Beatriz, therefore, was right in feeling that the Being who had made the human heart and given it the capacity of loving, intended that it should love; that he had not given affections and the affinities of soul to either sex, to be a torment from want of the very object which He had made that man might not be Alone. And alone must be man or woman into whose heart enter no sympathies, responding to their own. If Adam had his mate, so has each son of his, by the same great law of Nature. God chose for Adam, but he gave to his children a delicate heritage of instincts and emotions of commingled matter and spirit, which were to be their guides towards finding the other being who is to complete their unity. That Olmedo was to her that being and she to him, Beatriz now knew full well. Her past life, with all that she had gained in character through him, and all she had enjoyed in feeling, the repose of perfect trust in his truth, the delicacy of his deportment, which, whether as confessor or friend, had always sought her highest good, all came back to her as a new revelation. Not that a single word of love had ever passed between them, or a single action, which angels might not have witnessed, escaped him. Both had been in too full enjoyment of that calm but unconscious love that springs from a mutual, mental and spiritual adaptation, without the suggestion of a more intimate relation, until to her the pang of his supposed death, and to him the reawakening of his physical life, amid the allurements of a tropical climate, disclosed to both the full extent of their attachment.
From that moment Beatriz was wretched, because however calm her exterior, within love and conscience were in conflict. Her misery was the greater, that she must hide her secret within her own bosom. Hitherto, every doubt or struggle had been disclosed to her confessor, and in his advice or consolation she had found repose.
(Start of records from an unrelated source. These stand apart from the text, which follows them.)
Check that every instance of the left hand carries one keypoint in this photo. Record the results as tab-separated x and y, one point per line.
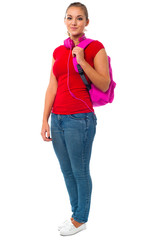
79	52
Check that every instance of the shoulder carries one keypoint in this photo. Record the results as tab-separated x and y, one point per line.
59	50
94	47
96	44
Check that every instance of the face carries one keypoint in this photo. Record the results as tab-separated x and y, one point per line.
75	21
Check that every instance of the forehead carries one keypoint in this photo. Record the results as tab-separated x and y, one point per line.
74	11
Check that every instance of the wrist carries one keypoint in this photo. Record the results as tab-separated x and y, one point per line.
82	63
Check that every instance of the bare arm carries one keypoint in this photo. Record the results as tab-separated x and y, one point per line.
49	99
99	75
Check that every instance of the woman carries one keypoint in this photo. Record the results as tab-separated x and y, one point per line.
73	121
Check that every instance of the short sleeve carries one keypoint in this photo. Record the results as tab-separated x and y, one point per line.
94	47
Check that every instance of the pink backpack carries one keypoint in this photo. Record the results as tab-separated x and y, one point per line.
98	97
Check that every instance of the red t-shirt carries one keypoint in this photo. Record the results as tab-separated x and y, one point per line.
64	102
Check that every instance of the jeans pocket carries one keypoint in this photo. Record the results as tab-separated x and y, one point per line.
78	116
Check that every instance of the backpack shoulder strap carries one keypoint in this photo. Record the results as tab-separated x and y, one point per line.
83	45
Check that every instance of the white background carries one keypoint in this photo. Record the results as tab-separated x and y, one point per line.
125	158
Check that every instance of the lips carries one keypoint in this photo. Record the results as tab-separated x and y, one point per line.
73	28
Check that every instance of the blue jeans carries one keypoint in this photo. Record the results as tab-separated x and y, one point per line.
72	138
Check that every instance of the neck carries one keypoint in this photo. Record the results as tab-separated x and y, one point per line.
76	38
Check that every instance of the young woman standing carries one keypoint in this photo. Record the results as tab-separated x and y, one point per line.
73	121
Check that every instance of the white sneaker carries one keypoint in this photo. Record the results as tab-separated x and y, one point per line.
70	229
64	224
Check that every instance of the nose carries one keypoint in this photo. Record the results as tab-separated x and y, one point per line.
74	22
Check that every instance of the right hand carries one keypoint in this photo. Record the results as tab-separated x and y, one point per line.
46	129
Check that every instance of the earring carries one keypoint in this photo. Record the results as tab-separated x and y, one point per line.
68	33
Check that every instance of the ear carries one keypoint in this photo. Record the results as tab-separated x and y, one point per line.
87	22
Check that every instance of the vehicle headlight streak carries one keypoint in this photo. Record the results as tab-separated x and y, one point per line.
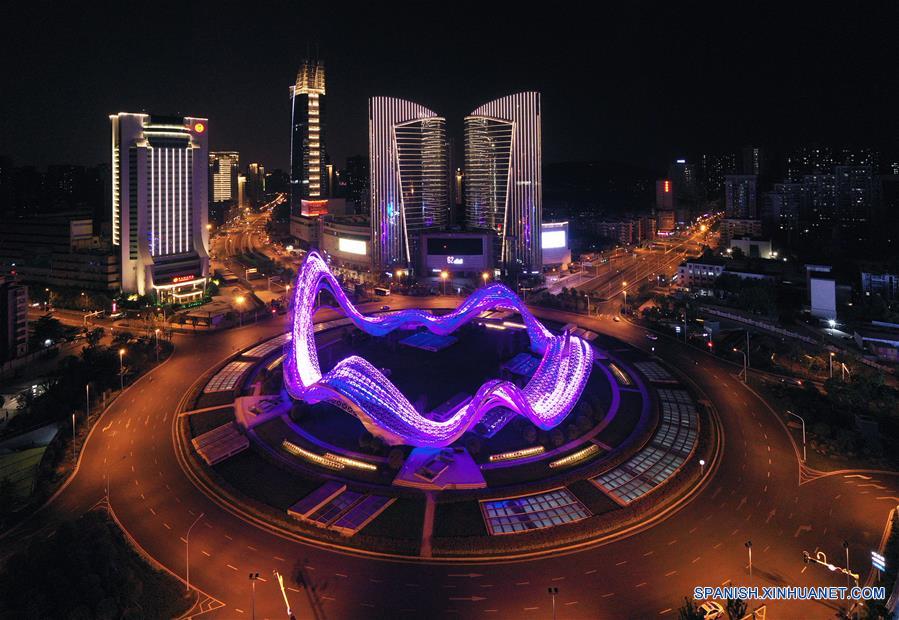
546	400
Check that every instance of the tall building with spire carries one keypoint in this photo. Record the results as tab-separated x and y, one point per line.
308	157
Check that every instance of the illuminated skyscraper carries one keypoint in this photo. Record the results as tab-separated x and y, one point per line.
409	184
307	148
159	204
223	172
503	183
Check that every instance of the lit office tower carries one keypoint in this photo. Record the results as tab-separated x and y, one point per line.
223	171
503	187
160	169
409	187
307	147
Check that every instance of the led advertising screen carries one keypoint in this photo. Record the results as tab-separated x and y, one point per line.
554	239
352	246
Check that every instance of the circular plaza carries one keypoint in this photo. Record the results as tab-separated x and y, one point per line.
469	429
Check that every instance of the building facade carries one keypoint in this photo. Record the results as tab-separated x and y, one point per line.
740	196
408	181
308	157
160	171
503	182
13	320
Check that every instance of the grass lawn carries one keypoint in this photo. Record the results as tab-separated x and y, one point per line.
21	468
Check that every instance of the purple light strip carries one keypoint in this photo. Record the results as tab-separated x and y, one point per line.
356	385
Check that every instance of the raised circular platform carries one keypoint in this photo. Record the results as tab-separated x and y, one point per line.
628	452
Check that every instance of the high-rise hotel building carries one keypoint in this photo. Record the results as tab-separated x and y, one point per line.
224	168
409	184
503	183
160	169
308	157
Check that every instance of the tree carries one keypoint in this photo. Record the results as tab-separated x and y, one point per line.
736	608
689	611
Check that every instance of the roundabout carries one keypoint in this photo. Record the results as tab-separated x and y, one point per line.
140	462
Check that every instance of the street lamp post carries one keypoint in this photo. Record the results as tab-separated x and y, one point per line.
121	369
73	440
553	592
745	371
748	545
253	578
187	550
801	419
848	572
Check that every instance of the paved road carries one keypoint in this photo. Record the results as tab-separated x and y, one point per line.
755	495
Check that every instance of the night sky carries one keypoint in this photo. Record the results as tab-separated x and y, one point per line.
638	85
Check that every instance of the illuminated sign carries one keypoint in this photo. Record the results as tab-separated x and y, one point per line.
352	246
554	239
313	208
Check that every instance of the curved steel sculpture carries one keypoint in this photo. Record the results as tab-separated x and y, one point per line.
357	386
Now, the duties of her religion required her to confess this great sin to her confessor, and seek absolution for her soul’s sake; but that confessor was the man she loved, and the confession itself, besides being forbidden by every principle of womanly feeling, might, if made to him, precipitate both into the gulf their faith told them to avoid.
“Sinning woman that I am, how can I pray to the Holy Virgin with such a stain on my soul! Aid me, thou Chaste Mother, purest and best of women. Must I ever carry this sorrow, known to him and seen to God, yet dare not confess it, for fear of a greater sin? Would that I had drowned at the wreck,” and the tears dropped fast upon her pale cheeks. For a moment her body swayed to and fro with anguish, till faint and worn she sank upon the ground.
Woman! thine hour of trial has come; as the good or evil principle succeeds within thee, so wilt thou be saved or lost!
Every soul is born into the kingdom of Heaven only through spirit throes, such as thou now feelest test thy power! Much has been given thee, and much is required in this hour. Conquer, and eye hath not seen nor ear heard, nor hath it entered into the heart of man to conceive the joy reserved for thee!
“God knows I love Olmedo. Were I to force my tongue to perjure my soul to man, He sees my heart and its secret sin. Father in heaven, can it be sin to love this man! Thou art all-wise, all-good, all-merciful. Thou hast told us that imperfect mortals cannot look on Thee and live, but through him, thy likeness so shines, that I can dimly see Thee. Do I not then in loving him, love Thee?” And she mused for an instant with a dubious smile, as if hope had began to dawn on her mind.
It was but for a short moment. Again her features darkened, and the cold shudder came back upon her. Life seemed struggling to escape from so bitter a trial. But her vital organization was so exquisite, that as she could enjoy, so must she also suffer.
“Oh! my God! my God!” broke passionately from her lips, “what blasphemy is this! Save me, Holy Mother! intercede for me with thy Son! the Evil One seeks to snare my soul,” and she knelt in prayer.